"Monsieur le Préfet,
Le gouvernement vous a chargé, comme les autres préfets de France, d’organiser le débat
sur l’identité nationale. Au fil des semaines, celui-ci qui vise à définir «le bon Français» accumule les dérives anti-immigrées, et plus spécifiquement anti-musulmanes, à un point tel qu’il inquiète au sein même de l’U.M.P. Mais pouvait-il en être autrement, son objectif avoué étant de fidéliser un électorat venu de l’extrême droite et rallié à M. SARKOZY pendant la campagne des présidentielles, notamment après l’annonce de la création d’un ministère de l’identité nationale et de l’immigration.

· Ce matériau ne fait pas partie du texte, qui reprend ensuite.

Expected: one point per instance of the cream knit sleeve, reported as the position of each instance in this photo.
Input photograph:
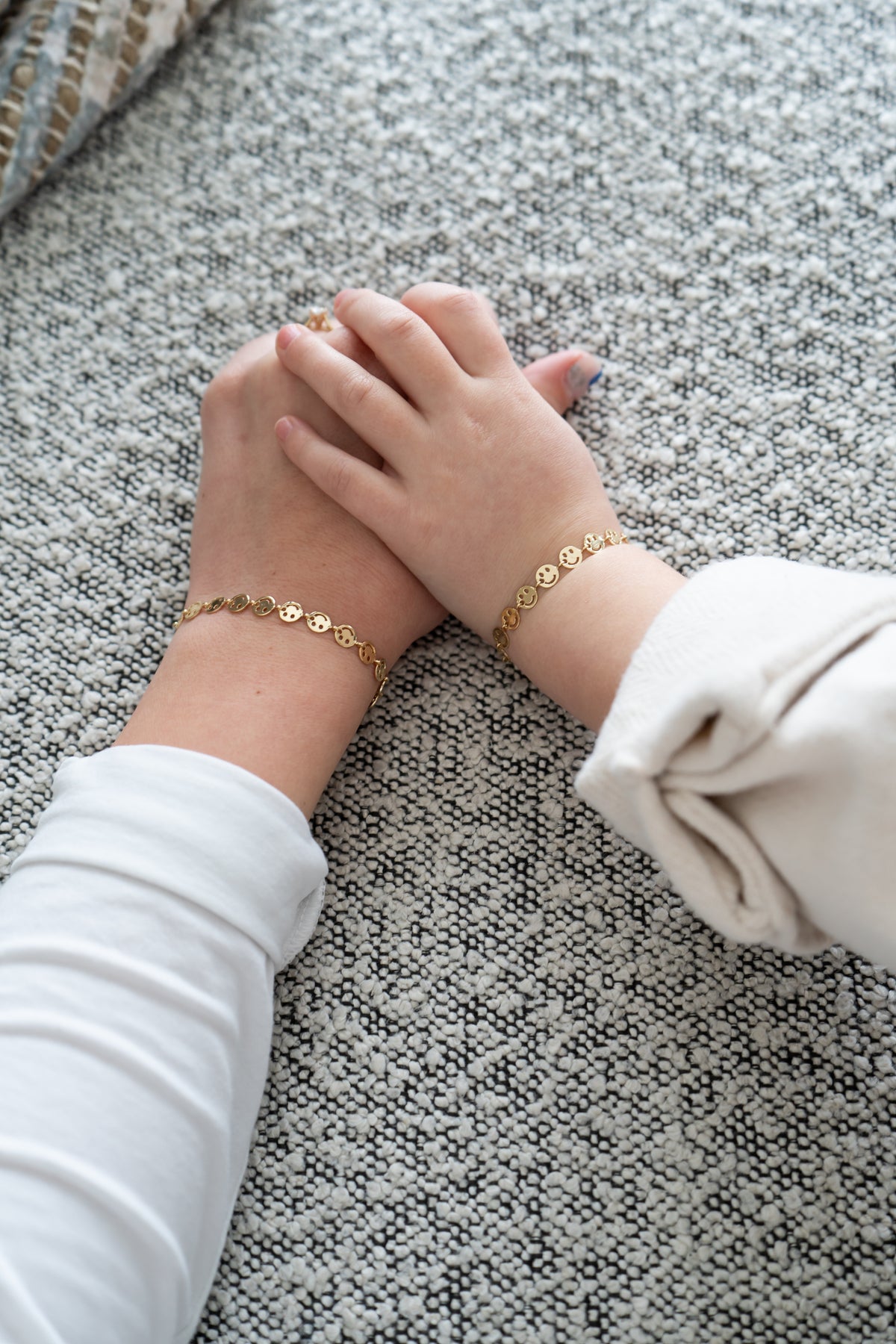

Aujourd’hui, il est proposé à la Corse d’aborder ce même débat en tenant compte «de l’histoire de la Corse, de son identité propre, de sa langue et de sa culture, de sa relation spécifique à la France». Une dérogation en ce sens a donc été accordée par le ministre de l’identité nationale qui demeure, dans cette affaire, le ministre de tutelle. L’appel au respect des opinions et des personnes que vous formulez dans votre invitation à ce débat est estimable, et la proposition dans son ensemble apparaît séduisante. Pourtant elle n’est pas acceptable. D’une part, les propos qui stigmatisent les immigrés ne connaissent pas de frontière naturelle. Ils sont diffusés en Corse aussi bien qu’en Auvergne et dans les autres régions françaises, et blessent les personnes visées, quelque soit l’endroit, avec la même violence.
D’autre part, la singularité corse mérite autre chose que d’être sous-traitée dans ce contexte idéologique inquiétant, sous la houlette d’un ministère dit «de l’identité nationale ». Elle vaut également plus qu’une initiative improvisée. Au regard des passions que cette question a suscitées de toutes parts depuis plusieurs décennies, son traitement, si il se veut responsable, passe par un débat non pas identitaire mais politique. Nous en sommes très éloignés et ce qui nous est proposé aujourd’hui ressemble davantage à une session de rattrapage pour un débat sur l’identité nationale en pleine dérive. En conséquence, la Ligue des droits de l’Homme n’y participera pas".